Il bisogno psicologico fondamentale di ogni bambino (ma anche di ogni adulto) è quello di sentirsi amato ed accettato dagli altri. Sentire che va bene così com’è. Che può essere se stesso, senza dover mettere maschere o modificare quel che è per non deludere le aspettative delle persone a cui vuol bene. Questo vuol dire che ogni qualvolta un bambino si comporta in un modo che riteniamo inaccettabile, il nostro giudizio dovrà essere sul suo comportamento, mai sulla persona. Se al contrario giudicheremo inaccettabile che un bambino provi sentimenti come la gelosia, la rabbia, l’invidia, l’impotenza, la frustrazione (sentimenti di cui nessuno di noi forse andrebbe fiero ma che ciascuno di noi almeno una volta nella vita ha provato), il bambino cercherà di non sentire più questi sentimenti, per non incorrere nella sensazione di non essere accettato e amato quando prova queste cose. Per sentirsi accettato, il bambino inizia ad “amputarsi” parti di sé, negando a se stesso di provare emozioni giudicate dagli altri non desiderabili. Inizia così a sentirsi confuso, inquieto, sente delle cose ma non può riconoscerle come tali perché rischierebbe di perdere l’amore e l’approvazione dei genitori. Perde così la consapevolezza di ciò che gli accade, perde il contatto con se stesso e l’altro diventa il metro di misura del giusto e dello sbagliato. Attende la reazione altrui per sapere se quello che sta provando ed esternando va bene o no. Negare a se stessi parti di sé, sentimenti che invece umanamente contattiamo, significa mettere una maschera, significa perdere il contatto con ciò che avviene dentro di noi. Significa gettare le basi per un possibile futuro disagio emotivo e psicologico.
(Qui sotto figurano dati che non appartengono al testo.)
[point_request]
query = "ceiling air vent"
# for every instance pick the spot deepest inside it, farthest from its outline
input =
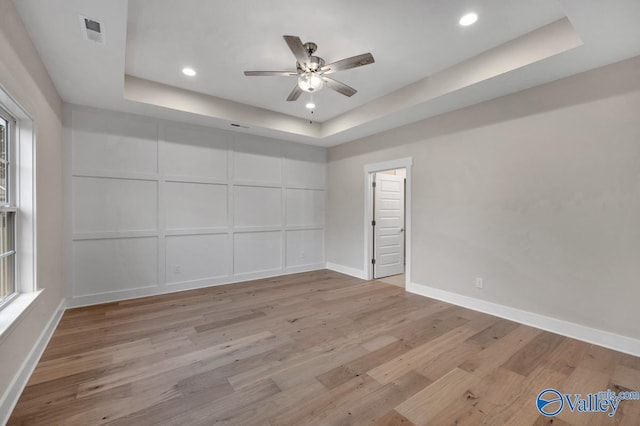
(92, 30)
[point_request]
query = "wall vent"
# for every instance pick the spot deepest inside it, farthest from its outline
(92, 30)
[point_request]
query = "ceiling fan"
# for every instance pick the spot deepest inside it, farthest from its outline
(312, 71)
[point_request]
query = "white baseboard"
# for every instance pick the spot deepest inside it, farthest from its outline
(576, 331)
(155, 290)
(358, 273)
(11, 395)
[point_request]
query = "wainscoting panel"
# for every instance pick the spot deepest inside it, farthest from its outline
(158, 206)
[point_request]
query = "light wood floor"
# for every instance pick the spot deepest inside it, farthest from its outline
(315, 348)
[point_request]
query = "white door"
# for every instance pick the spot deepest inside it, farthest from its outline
(388, 231)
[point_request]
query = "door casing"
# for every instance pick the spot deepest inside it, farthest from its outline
(369, 172)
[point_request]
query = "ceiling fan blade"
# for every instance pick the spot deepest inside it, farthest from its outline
(295, 93)
(270, 73)
(352, 62)
(296, 46)
(339, 87)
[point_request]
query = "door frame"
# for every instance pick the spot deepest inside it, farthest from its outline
(369, 173)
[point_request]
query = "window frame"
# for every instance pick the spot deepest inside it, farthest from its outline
(24, 176)
(10, 206)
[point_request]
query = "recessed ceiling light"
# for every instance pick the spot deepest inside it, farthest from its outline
(468, 19)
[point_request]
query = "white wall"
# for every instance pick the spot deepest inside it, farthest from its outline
(536, 192)
(155, 206)
(25, 79)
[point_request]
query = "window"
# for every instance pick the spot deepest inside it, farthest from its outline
(7, 209)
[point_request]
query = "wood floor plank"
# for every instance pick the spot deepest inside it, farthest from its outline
(316, 348)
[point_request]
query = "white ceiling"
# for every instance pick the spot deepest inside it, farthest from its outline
(426, 64)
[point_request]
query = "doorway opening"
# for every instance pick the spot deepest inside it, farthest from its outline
(388, 221)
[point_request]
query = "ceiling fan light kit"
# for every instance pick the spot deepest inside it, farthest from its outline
(312, 71)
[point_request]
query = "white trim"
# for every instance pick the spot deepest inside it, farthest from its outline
(347, 270)
(173, 287)
(565, 328)
(14, 311)
(10, 397)
(369, 171)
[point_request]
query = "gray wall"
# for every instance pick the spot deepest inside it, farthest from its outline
(23, 76)
(537, 192)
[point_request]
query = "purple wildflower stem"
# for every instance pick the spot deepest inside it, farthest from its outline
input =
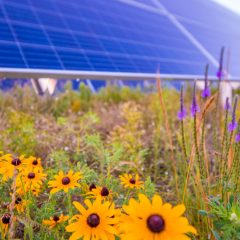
(206, 91)
(182, 112)
(233, 124)
(238, 137)
(194, 107)
(220, 73)
(227, 104)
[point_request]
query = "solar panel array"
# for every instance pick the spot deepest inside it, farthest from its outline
(98, 35)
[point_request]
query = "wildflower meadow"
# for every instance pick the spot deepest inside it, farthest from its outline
(120, 164)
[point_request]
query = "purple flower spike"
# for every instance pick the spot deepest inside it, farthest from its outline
(182, 112)
(220, 72)
(194, 107)
(206, 91)
(233, 124)
(238, 137)
(227, 105)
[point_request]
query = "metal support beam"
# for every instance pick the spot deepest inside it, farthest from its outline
(66, 74)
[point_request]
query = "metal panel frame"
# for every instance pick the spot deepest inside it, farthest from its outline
(98, 75)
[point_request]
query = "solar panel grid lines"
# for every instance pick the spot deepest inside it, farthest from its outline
(18, 52)
(99, 35)
(71, 61)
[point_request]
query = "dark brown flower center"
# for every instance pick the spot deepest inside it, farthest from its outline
(55, 218)
(6, 218)
(93, 220)
(132, 181)
(16, 162)
(35, 162)
(31, 175)
(155, 223)
(104, 192)
(18, 200)
(65, 180)
(92, 186)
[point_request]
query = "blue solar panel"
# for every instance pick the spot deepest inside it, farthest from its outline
(103, 35)
(212, 25)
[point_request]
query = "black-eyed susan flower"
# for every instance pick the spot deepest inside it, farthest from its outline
(33, 162)
(130, 181)
(55, 220)
(97, 221)
(4, 223)
(145, 220)
(30, 181)
(103, 192)
(65, 181)
(20, 204)
(8, 164)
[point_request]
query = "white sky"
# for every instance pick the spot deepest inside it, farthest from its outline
(233, 5)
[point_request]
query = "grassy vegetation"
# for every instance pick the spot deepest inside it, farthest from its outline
(191, 160)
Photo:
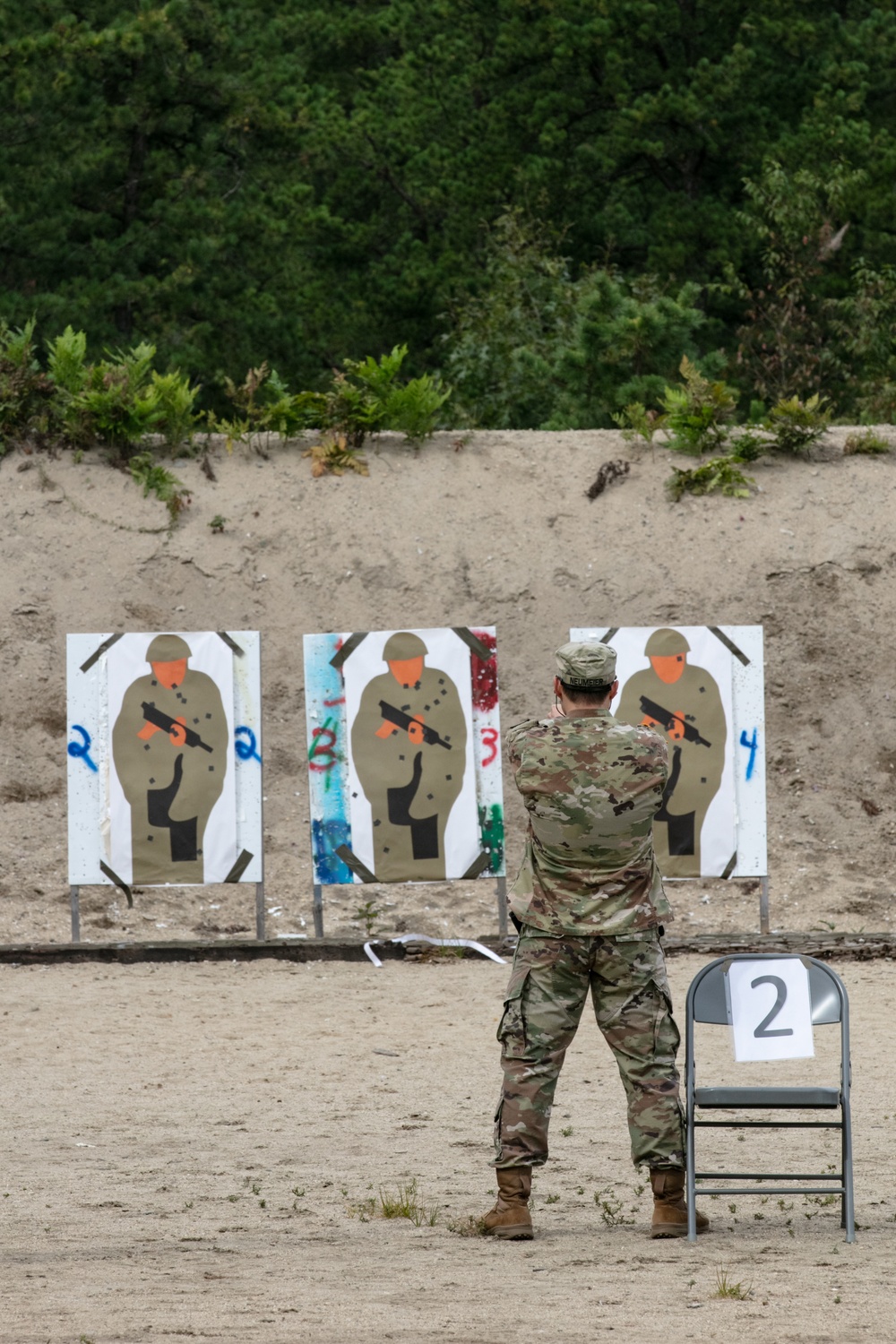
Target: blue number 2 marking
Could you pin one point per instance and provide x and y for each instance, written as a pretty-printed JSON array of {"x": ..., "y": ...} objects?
[
  {"x": 246, "y": 750},
  {"x": 82, "y": 749},
  {"x": 753, "y": 745}
]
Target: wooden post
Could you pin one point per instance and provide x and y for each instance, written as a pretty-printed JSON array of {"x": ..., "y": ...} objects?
[
  {"x": 500, "y": 886},
  {"x": 260, "y": 911}
]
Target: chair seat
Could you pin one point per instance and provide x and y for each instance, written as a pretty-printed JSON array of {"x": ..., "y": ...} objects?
[{"x": 740, "y": 1098}]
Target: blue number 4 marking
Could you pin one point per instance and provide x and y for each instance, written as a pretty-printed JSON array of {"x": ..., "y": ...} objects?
[{"x": 753, "y": 746}]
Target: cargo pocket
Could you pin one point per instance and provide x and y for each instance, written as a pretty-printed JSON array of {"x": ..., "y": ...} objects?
[
  {"x": 512, "y": 1026},
  {"x": 665, "y": 1034}
]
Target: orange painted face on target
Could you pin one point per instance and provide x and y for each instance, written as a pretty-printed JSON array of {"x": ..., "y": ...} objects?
[
  {"x": 669, "y": 667},
  {"x": 171, "y": 675},
  {"x": 408, "y": 671}
]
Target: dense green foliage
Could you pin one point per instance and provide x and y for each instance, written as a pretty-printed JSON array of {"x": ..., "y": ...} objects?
[{"x": 304, "y": 182}]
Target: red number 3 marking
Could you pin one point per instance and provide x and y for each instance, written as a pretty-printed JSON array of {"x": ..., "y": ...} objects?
[{"x": 324, "y": 744}]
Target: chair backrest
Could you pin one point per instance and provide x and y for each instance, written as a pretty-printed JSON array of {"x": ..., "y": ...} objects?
[{"x": 708, "y": 999}]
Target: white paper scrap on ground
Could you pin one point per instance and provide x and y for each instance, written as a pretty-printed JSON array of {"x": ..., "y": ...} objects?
[{"x": 770, "y": 1010}]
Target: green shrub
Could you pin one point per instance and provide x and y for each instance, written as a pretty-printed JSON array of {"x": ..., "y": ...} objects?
[
  {"x": 699, "y": 413},
  {"x": 160, "y": 481},
  {"x": 540, "y": 349},
  {"x": 67, "y": 360},
  {"x": 719, "y": 475},
  {"x": 175, "y": 401},
  {"x": 796, "y": 425},
  {"x": 266, "y": 406},
  {"x": 368, "y": 397},
  {"x": 635, "y": 421},
  {"x": 747, "y": 446},
  {"x": 866, "y": 444},
  {"x": 24, "y": 392}
]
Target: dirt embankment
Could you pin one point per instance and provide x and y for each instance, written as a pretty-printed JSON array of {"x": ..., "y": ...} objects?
[{"x": 495, "y": 532}]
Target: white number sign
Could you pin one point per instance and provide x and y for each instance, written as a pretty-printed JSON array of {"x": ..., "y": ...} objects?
[{"x": 770, "y": 1010}]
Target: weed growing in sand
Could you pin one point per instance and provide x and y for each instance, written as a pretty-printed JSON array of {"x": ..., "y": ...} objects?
[
  {"x": 718, "y": 475},
  {"x": 796, "y": 425},
  {"x": 611, "y": 1209},
  {"x": 164, "y": 484},
  {"x": 637, "y": 422},
  {"x": 866, "y": 444},
  {"x": 265, "y": 405},
  {"x": 468, "y": 1226},
  {"x": 406, "y": 1203},
  {"x": 726, "y": 1287},
  {"x": 367, "y": 914},
  {"x": 333, "y": 456},
  {"x": 697, "y": 411}
]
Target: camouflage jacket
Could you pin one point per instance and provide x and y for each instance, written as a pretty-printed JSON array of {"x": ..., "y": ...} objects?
[{"x": 591, "y": 787}]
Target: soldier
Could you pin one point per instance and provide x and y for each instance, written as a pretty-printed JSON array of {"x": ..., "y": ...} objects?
[
  {"x": 589, "y": 905},
  {"x": 694, "y": 720},
  {"x": 169, "y": 747},
  {"x": 409, "y": 747}
]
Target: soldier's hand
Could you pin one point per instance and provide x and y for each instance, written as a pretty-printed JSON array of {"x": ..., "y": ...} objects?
[
  {"x": 177, "y": 733},
  {"x": 416, "y": 730}
]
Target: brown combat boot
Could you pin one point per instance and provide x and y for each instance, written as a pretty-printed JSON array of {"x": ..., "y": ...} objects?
[
  {"x": 669, "y": 1209},
  {"x": 511, "y": 1218}
]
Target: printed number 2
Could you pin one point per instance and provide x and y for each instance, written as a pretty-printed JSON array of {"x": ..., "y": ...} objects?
[{"x": 762, "y": 1030}]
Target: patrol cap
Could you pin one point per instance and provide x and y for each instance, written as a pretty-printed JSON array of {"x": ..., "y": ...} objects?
[
  {"x": 402, "y": 647},
  {"x": 587, "y": 666},
  {"x": 667, "y": 642},
  {"x": 168, "y": 648}
]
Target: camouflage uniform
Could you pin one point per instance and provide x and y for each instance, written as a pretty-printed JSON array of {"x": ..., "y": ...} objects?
[{"x": 590, "y": 900}]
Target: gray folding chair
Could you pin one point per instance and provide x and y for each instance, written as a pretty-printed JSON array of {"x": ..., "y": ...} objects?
[{"x": 708, "y": 1003}]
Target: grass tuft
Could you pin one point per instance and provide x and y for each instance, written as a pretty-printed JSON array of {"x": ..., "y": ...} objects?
[{"x": 726, "y": 1287}]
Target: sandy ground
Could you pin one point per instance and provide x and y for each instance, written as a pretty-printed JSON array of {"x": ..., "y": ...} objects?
[
  {"x": 188, "y": 1152},
  {"x": 492, "y": 529}
]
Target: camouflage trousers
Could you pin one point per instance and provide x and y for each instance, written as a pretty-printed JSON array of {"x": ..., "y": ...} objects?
[{"x": 630, "y": 994}]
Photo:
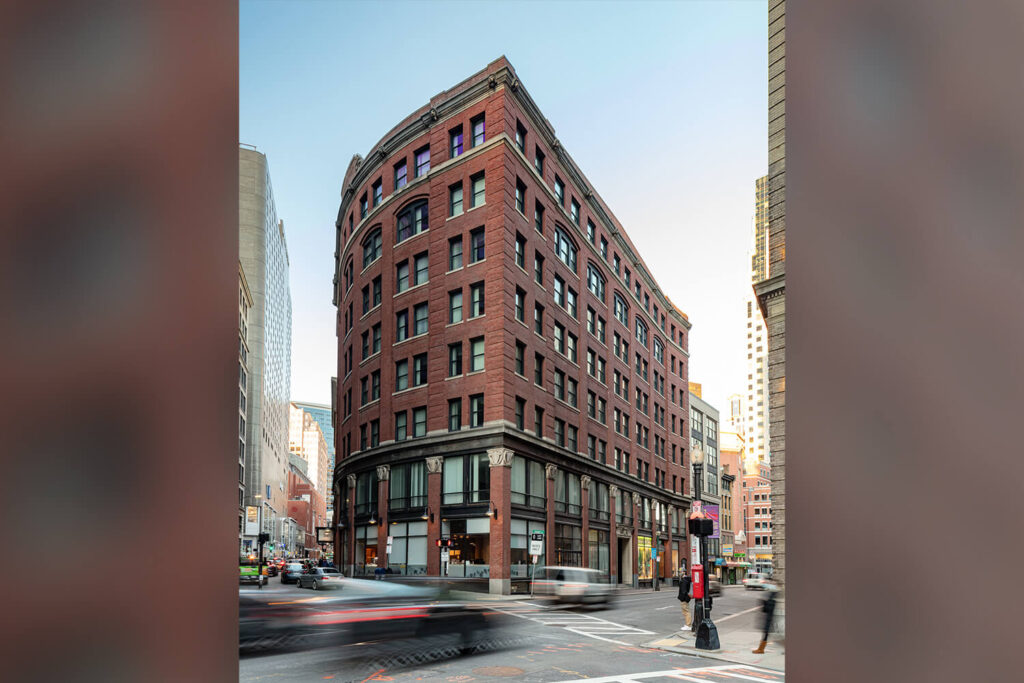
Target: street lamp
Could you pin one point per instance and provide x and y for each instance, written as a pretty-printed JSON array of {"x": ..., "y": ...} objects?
[{"x": 707, "y": 633}]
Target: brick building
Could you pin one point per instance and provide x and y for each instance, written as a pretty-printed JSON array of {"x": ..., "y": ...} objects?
[{"x": 506, "y": 363}]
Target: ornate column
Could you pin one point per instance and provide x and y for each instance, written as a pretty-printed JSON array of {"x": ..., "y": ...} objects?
[
  {"x": 585, "y": 498},
  {"x": 434, "y": 466},
  {"x": 350, "y": 538},
  {"x": 551, "y": 470},
  {"x": 383, "y": 474},
  {"x": 636, "y": 539},
  {"x": 501, "y": 522},
  {"x": 613, "y": 536}
]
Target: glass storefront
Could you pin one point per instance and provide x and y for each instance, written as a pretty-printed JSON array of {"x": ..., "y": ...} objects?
[
  {"x": 469, "y": 555},
  {"x": 644, "y": 570},
  {"x": 598, "y": 556},
  {"x": 409, "y": 549}
]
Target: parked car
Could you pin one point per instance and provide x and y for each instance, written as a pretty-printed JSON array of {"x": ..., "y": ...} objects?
[
  {"x": 291, "y": 572},
  {"x": 755, "y": 581},
  {"x": 317, "y": 578},
  {"x": 573, "y": 585}
]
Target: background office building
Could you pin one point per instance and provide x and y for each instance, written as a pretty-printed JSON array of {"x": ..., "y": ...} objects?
[
  {"x": 507, "y": 363},
  {"x": 263, "y": 253},
  {"x": 322, "y": 414}
]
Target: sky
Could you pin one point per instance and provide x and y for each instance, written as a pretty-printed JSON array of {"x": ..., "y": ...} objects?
[{"x": 662, "y": 104}]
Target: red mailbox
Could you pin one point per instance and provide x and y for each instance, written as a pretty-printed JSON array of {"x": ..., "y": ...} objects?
[{"x": 697, "y": 582}]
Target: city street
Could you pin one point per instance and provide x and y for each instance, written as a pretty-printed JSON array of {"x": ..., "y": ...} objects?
[{"x": 554, "y": 644}]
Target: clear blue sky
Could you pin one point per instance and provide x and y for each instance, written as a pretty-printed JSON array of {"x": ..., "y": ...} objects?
[{"x": 663, "y": 104}]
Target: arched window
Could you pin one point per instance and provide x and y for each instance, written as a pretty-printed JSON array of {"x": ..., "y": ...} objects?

“Il bambino è psicologicamente libero quando non si senta costretto a deformare ciò che prova al fine di conservare l’affetto o la stima di coloro che hanno una parte importante nella sua vita affettiva, o la stima di sé”.
Carl Rogers
Insegnare ai nostri figli che ogni emozione ha diritto di abitare dentro di loro, che possono sentirsi amabili e accettati anche quando i loro sentimenti non sono quelli che noi genitori ci augureremmo (pensiamo alla gelosia verso il fratellino appena nato), significa insegnare loro ad essere autentici, a non mettere maschere per elemosinare l’accettazione altrui. Ma per insegnare loro tutto questo, dobbiamo per primi noi stessi accettare anche le nostre esperienze emotive meno gratificanti, ma inevitabili. La stanchezza, a volte la frustrazione, o la rabbia, o il senso di impotenza e di fatica che fare il genitore in certi momenti ci può provocare, non sono emozioni che una visione idilliaca della genitorialità concepisce. Ma sono emozioni che ognuno di noi può vivere. Concederselo, senza fingere con noi stessi e con i nostri figli che non sia così, significa costituire un modello di vera autenticità per i nostri figli.
“E’ rispetto al comportamento di un figlio che i genitori nutrono sentimenti, che siano di accettazione o di non accettazione, non rispetto al figlio. I genitori […] non sono tenuti a esprimere sempre e comunque un’accettazione incondizionata. E neppure dovrebbero fingere di averla quando non c’è. Sebbene i ragazzi preferiscano essere accettati, sono comunque in grado di gestire costruttivamente la disapprovazione dei genitori, quando questi inviano messaggi chiari e onesti che corrispondono a sentimenti autentici. Ciò non soltanto faciliterà il compito ai ragazzi, ma li aiuterà a considerare i genitori come persone autentiche: persone limpide e umane con cui è piacevole entrare in rapporto”.